A.: Dose response of cell survival of MV4;11 and K-562 cell lines in the presence of PFI-1 and (+)-JQ1 (B). C.: Effects of PFI-1 on clonogenic growth of MV4;11 and human CD34⁺ stem cells (HSC) and K-562 cells (D). E.: Bar diagram showing the number of colonies or cells (F) measured in clonogenic growth assays of leukaemic cells and HSCs. The measurements have been carried out in duplicates. However, due to variations of the colony numbers obtained from different donors only one set of data is shown for CD34⁺ stem cells.

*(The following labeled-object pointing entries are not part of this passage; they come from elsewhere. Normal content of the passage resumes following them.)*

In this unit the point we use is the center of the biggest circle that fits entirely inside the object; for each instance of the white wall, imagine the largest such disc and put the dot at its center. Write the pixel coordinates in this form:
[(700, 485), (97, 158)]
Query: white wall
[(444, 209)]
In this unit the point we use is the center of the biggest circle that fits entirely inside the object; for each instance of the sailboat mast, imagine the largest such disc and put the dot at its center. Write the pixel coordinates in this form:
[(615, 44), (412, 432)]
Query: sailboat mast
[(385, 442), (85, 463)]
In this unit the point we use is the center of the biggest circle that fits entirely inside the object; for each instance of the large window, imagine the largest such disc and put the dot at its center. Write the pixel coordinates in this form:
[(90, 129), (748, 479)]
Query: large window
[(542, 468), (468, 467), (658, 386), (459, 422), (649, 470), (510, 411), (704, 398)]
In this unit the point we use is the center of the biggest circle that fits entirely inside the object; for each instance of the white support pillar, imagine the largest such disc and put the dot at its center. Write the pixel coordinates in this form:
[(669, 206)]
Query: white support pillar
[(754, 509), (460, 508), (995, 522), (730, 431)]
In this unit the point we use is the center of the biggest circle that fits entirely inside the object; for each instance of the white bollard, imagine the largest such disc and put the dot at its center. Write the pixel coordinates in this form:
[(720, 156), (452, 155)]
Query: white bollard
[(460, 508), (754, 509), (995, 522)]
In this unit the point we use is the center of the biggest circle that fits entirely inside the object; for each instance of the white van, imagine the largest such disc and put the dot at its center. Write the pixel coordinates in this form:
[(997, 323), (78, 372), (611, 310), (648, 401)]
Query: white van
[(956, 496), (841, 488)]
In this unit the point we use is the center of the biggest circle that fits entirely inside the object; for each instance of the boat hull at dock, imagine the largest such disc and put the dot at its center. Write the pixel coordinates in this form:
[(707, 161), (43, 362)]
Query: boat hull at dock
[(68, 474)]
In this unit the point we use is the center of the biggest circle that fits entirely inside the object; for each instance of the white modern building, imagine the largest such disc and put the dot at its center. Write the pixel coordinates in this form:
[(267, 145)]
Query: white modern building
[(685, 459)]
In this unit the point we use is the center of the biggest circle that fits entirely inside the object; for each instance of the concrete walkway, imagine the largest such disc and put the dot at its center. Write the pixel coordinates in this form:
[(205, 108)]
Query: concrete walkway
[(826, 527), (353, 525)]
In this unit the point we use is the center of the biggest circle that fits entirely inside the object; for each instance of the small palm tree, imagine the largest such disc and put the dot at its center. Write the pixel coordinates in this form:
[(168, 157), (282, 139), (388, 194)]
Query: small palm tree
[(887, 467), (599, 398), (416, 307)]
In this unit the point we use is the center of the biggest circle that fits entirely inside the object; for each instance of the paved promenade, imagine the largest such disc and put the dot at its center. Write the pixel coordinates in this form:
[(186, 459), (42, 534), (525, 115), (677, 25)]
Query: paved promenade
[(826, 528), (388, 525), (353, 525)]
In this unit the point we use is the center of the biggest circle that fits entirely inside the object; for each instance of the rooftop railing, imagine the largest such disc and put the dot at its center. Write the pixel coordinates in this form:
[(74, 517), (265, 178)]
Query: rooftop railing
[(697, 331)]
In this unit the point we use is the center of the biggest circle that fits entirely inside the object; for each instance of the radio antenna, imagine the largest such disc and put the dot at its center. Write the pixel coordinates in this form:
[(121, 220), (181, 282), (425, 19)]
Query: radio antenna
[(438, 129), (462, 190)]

Figure 5. Western Blots demonstrating induction of apoptosis and downregulation of c-Myc in MV4;11 but not K-562 cells

Shown are western blot data on the BET inhibitor sensitive cell line MV4;11 and the insensitive cell line K-562 (cleavage of pro-caspase 7, PARB activation, BAD phosphorylation and c-Myc downregulation) using cell extracts of PFI-1 treated cells with after 0, 24 and 48h incubation times.

Figure 6. Downregulation of Aurora B

A.: Western blot analysis of Aurora B expression in MV4;11 and K-562 cells treated with PFI-1 and (+)-JQ1. B: Immunohistochemistry showing reduction of phosphorylation of the Aurora B substrate H3S10. DNA is stained with DAPI. C.: Western blot analysis of phosphor H3S10 after PFI-1 and (+)-JQ1 treatment of MV4;11 and K-562 cells.

Figure 7. Synergy of BET and Aurora inhibition in vitro and in vivo and effects on HOXA9 expression

A: Cytotoxicity of MV4;11 cells using combinations of BET inhibitors (PFI-1, JQ1) and the pan-Aurora inhibitor VX-680. Values shown represent data from four independent experiments. B.: Staining for Aurora B and c-Myc of bone marrow extracted from JQ1 and vehicle treated BALL bearing mice. C.: Chromatin immunoprecipitation (ChIP) of BRD4 binding to the HOXA9 promoter, THP-1 cells were treated with either vehicle (DMSO) or PFI-1. D.: qRT-PCR of HOXA9 levels in K-562 and MV4;11 cells. E.: MLL-AF9 murine leukaemic blast cells treated with vehicle (DMSO) and PFI-1.